Lars Fiske

Grosz

Cover: Grosz
Avant Verlag, Berlin 2019
ISBN 9783964450005
Gebunden, 80 Seiten, 25,00 EUR

Klappentext

Nach Olaf Gulbransson und Kurt Schwitters ist Grosz die lang erwartete dritte Künstlerbiografie des norwegischen Autors Lars Fiske. George Grosz (1893-1959) war deutscher Dada-Künstler und Vertreter der Bewegung der Neuen Sachlichkeit. In dieser grafischen Biografie zeigen kantige Linien ein Leben im Berlin der 20er Jahre und lassen eine einzigartige Dynamik entstehen. Zwei Farben begleiten die Erzählung: Rot für Berlin, für Strenge und Ordnung, Grün für Jazz und den Rhythmus New Yorks, wo Grosz sein Exil verbrachte. Fiskes nachdenklicher Grosz ist weit entfernt von anderen Künstlerbiografien, ob in grafischer oder in Schriftform. Es ist ein Kunstwerk für sich.
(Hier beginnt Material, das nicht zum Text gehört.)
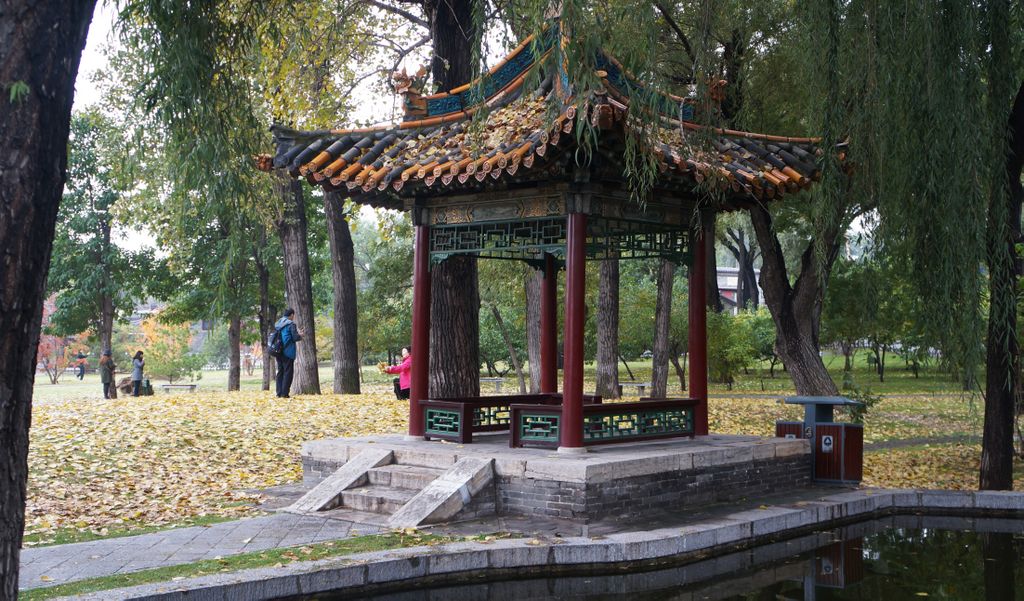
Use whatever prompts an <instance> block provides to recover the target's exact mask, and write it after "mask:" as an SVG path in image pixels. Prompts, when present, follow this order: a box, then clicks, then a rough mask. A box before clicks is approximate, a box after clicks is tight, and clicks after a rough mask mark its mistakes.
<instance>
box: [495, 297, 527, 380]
mask: <svg viewBox="0 0 1024 601" xmlns="http://www.w3.org/2000/svg"><path fill="white" fill-rule="evenodd" d="M490 314H493V315H494V316H495V321H498V330H499V331H500V332H501V333H502V338H503V339H504V340H505V346H506V347H507V348H508V349H509V358H510V359H511V360H512V368H513V369H514V370H515V375H516V377H517V378H518V379H519V394H526V377H525V376H524V375H523V373H522V363H520V362H519V355H518V354H516V352H515V347H514V346H512V337H511V336H509V330H508V328H506V327H505V319H503V318H502V314H501V313H500V312H499V311H498V307H497V306H495V305H490Z"/></svg>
Rezensionsnotiz zu Die Tageszeitung, 18.05.2019

Rezensent Ralph Trommer glaubt, dass George Grosz selbst seine Freude an dieser Biografie zu seiner Person in Form einer Graphic Novel gehabt hätte. Lars Fiske eignet sich Grosz' zeichnerischen Stil so gekonnt an, lobt er, dass die LeserInnen dem Künstler nicht nur durch die Vergegenwärtigung seiner wichtigsten Lebensstationen, sondern auch durch die Bilder selbst näher kommen können. Dieser Kniff hebt die Comic-Biografie in Trommers Augen noch einmal deutlich aus der Flut solcher Werke heraus und macht ihren besonderen Charme aus.

Rezensionsnotiz zu Neue Zürcher Zeitung, 07.03.2019

Kunst und Comic, das ist eigentlich eine natürliche Verbindung, denkt sich Rezensent Christian Gasser und wird in dieser Meinung neuerdings von Kunstmuseen bestätigt. Die Frage ist jedesmal, wie geht der Comic-Künstler mit der Kunst um: Imitiert er den Stil des Künstlers? Bleibt er bei seinem eigenen, setzt er die Kunst als Zitat ein? Was alles möglich ist, findet Gasser wunderbar veranschaulicht in drei - wie er findet: großartig gelungenen - Comic-Künstlerbiografien: Typex' "Andy", Lars Fiske "Grosz" und  Catherine Meurisses "Olympia in Love". Der norwegische Comiczeichner Lars Fiske arbeitet in seiner George-Grosz-Biografie mit den Mitteln des deutschen Künstlers. Sein expressionistischer Strich hat durchaus Ähnlichkeiten mit dem von Grosz, ist ebenso karikaturistisch und manchmal geradezu slapstickhaft, meint Gasser. Das funktioniert ganz prächtig, versichert er, denn als "cleveres Pastiche" schildert es den Meister durchaus kongenial, lobt er.